Fellet com Fritas: O Novo Normal
Por Carolina Fellet
Atravessamos a vida em constante processo de reabilitação. É o joelho que rala, mas logo cicatriza; o dente que cai e um mais resistente nasce no lugar; é a mudança de endereço que nos faz sentir, a princípio, um estrangeiro dentro do novo imóvel até chegar a primeira conta de água com nosso nome impresso e validar que de fato somos o embaixador daquele território. Sem contar as questões da esfera sentimental que aparecem no caminho e precisam ser solucionadas em pronta-entrega. Mas nunca, nunquinha voltamos à conjuntura de antes, pois, como já diria o ditado, “ninguém pode entrar duas vezes no mesmo rio”. Porque as águas, assim como a gente, são de natureza dinâmica e qualquer tentativa de capturá-las é vã.
Está lá no verso da banda de que sou superfã, Engenheiros do Hawaii: “Só a mudança é permanente”.

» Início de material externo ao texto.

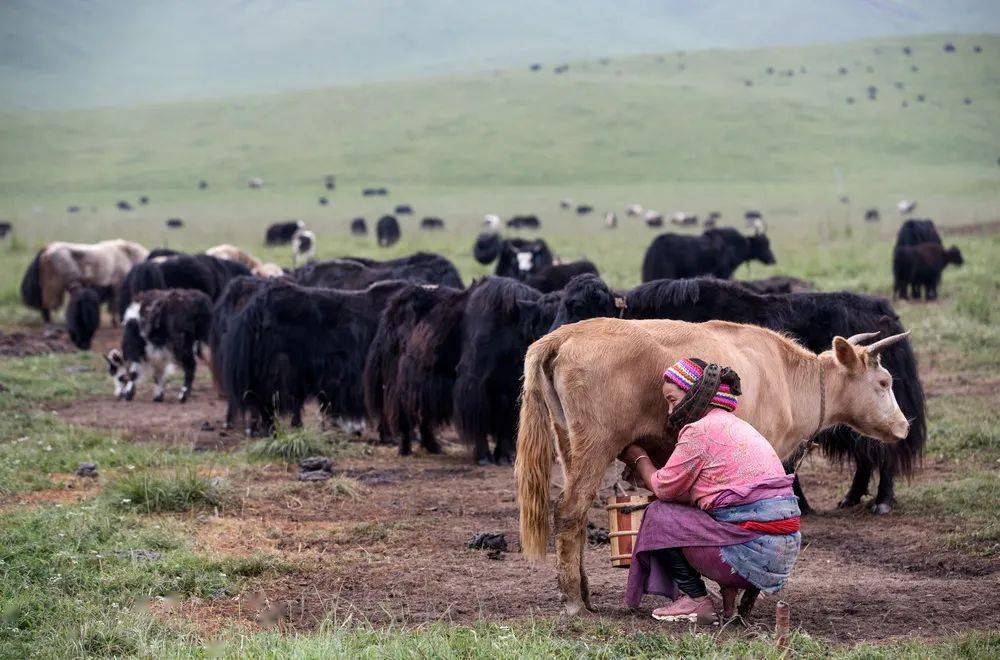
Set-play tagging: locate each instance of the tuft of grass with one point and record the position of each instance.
(155, 493)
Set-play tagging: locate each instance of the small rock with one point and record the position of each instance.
(494, 541)
(314, 463)
(597, 535)
(314, 475)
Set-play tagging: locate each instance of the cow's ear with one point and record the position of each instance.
(846, 354)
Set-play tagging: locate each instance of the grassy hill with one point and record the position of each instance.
(672, 132)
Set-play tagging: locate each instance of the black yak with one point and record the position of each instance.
(179, 271)
(382, 381)
(515, 257)
(557, 276)
(502, 317)
(813, 319)
(387, 231)
(281, 233)
(293, 343)
(717, 252)
(917, 267)
(358, 272)
(162, 329)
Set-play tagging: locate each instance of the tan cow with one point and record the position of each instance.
(594, 387)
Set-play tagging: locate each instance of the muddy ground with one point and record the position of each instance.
(398, 552)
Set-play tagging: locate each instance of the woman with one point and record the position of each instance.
(725, 507)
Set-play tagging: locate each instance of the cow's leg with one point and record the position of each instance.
(859, 485)
(886, 495)
(582, 482)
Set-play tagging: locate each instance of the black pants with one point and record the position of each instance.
(682, 573)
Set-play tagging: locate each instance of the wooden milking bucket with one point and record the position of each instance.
(624, 517)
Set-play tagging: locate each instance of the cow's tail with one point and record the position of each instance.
(31, 283)
(535, 446)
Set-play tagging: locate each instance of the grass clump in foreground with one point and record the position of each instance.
(181, 491)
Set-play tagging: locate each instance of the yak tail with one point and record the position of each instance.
(535, 447)
(31, 283)
(144, 276)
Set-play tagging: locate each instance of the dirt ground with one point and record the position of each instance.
(398, 553)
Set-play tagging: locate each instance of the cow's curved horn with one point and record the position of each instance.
(883, 344)
(863, 336)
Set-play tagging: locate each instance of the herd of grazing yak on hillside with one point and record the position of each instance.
(405, 346)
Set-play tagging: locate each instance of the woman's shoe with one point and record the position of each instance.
(689, 610)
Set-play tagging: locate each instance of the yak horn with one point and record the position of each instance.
(864, 336)
(883, 344)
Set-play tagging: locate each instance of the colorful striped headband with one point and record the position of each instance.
(685, 373)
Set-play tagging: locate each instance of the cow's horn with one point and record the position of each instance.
(883, 344)
(864, 336)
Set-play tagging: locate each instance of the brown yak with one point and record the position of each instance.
(592, 388)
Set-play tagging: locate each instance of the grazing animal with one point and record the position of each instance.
(515, 257)
(501, 319)
(180, 271)
(558, 276)
(593, 388)
(683, 219)
(281, 233)
(303, 247)
(919, 267)
(777, 284)
(387, 231)
(814, 319)
(383, 382)
(354, 273)
(524, 222)
(233, 300)
(59, 266)
(717, 252)
(163, 329)
(292, 343)
(917, 232)
(83, 315)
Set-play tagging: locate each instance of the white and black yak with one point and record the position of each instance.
(717, 252)
(387, 231)
(515, 257)
(383, 381)
(813, 319)
(179, 271)
(163, 329)
(359, 272)
(501, 319)
(292, 343)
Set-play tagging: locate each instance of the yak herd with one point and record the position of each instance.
(404, 346)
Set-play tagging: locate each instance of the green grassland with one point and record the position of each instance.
(695, 139)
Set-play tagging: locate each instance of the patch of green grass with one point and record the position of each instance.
(183, 490)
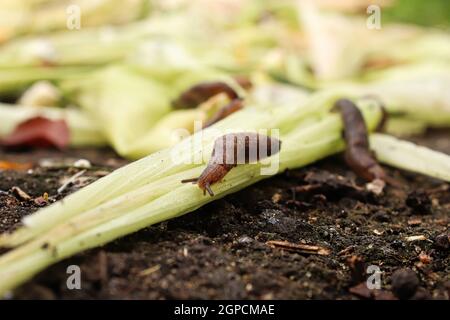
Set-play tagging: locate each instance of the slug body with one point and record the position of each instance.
(357, 153)
(230, 150)
(201, 92)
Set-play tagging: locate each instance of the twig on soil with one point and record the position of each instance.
(300, 248)
(416, 238)
(19, 193)
(149, 271)
(71, 180)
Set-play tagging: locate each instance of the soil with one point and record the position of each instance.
(223, 250)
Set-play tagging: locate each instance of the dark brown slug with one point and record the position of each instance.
(201, 92)
(230, 150)
(357, 153)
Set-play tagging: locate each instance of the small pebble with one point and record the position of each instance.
(442, 242)
(404, 283)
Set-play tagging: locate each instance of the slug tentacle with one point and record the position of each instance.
(229, 151)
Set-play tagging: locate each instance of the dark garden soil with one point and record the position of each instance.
(229, 250)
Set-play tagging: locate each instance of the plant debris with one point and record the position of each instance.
(201, 92)
(38, 132)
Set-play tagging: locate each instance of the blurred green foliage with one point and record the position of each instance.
(422, 12)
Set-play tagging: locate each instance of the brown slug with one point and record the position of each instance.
(357, 153)
(230, 150)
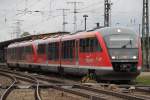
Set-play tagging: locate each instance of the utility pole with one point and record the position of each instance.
(85, 18)
(145, 33)
(107, 8)
(18, 29)
(75, 12)
(64, 18)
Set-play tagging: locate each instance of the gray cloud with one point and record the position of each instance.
(125, 12)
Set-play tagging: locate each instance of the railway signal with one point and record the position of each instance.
(85, 19)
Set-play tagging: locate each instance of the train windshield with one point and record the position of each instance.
(121, 41)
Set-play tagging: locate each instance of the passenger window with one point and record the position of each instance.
(68, 49)
(53, 51)
(41, 48)
(89, 45)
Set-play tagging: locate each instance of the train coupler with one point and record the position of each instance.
(89, 78)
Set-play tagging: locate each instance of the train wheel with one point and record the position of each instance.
(90, 77)
(61, 71)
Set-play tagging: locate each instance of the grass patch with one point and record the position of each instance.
(143, 80)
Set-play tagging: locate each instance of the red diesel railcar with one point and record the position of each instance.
(110, 53)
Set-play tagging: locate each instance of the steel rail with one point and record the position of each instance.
(31, 79)
(117, 94)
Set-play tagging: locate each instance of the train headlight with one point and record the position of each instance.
(113, 57)
(134, 57)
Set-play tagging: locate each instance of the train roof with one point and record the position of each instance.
(18, 44)
(103, 31)
(115, 30)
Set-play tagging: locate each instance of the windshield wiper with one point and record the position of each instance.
(124, 46)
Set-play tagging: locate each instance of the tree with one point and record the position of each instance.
(24, 34)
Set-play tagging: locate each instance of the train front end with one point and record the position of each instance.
(124, 49)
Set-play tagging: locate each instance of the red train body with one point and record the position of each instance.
(111, 53)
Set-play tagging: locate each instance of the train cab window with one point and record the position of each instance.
(28, 50)
(41, 48)
(68, 49)
(53, 51)
(89, 45)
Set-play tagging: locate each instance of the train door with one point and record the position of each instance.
(77, 53)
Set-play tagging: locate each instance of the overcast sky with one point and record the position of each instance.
(124, 13)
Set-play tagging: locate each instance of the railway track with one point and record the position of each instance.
(27, 78)
(85, 91)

Se, até um passado recente, em processos seletivos, requisitos técnicos tinham mais peso que características como resiliência e empatia, hoje em dia, o aspecto humano do recurso humano soma muito mais pontos no momento da contratação. As tecnologias estão aí, afinal, para fazer as vezes de tarefas repetitivas. Especialistas em mercados do futuro afirmam que as profissões modernas surgirão sobretudo da criatividade, embora não saibam antever com precisão quais serão esses ofícios. O momento presente já aponta algumas dessas novas ocupações. Quem poderia imaginar, dez anos atrás, a figura do influenciador digital entrar na lista de atividades profissionais?
O papel antropológico da mulher ao longo dos tempos também representa um recorte do rompimento do status quo. Até a geração da minha mãe, sexagenária, as funções femininas ainda eram muito influenciadas pelo imperialismo católico romano. Entrar na igreja vestida de fada, casar, ter filhos, exercer a maternidade em tempo integral e centralizar as demandas do lar eram os principais comandos da vida de nossas ascendentes. De lá para cá, episódios críticos contra a mulher somados a atos de resistência e mudanças na constituição minimizaram um pouco a hierarquia entre gêneros. Por conta disso, cá estamos nós, mulheres, pilotando aviões, opinando sobre sexo, ganhando prêmios na literatura e na matemática.
Para além da (tentativa de) igualdade entre o feminino e o masculino, a pandemia da Covid-19 vem nivelando etnias, grupos socioeconômicos, faixas etárias a um grupo só: o da humanidade.
Espero que esse fenômeno igualitário seja a pedra fundamental de um novo (e contínuo) normal.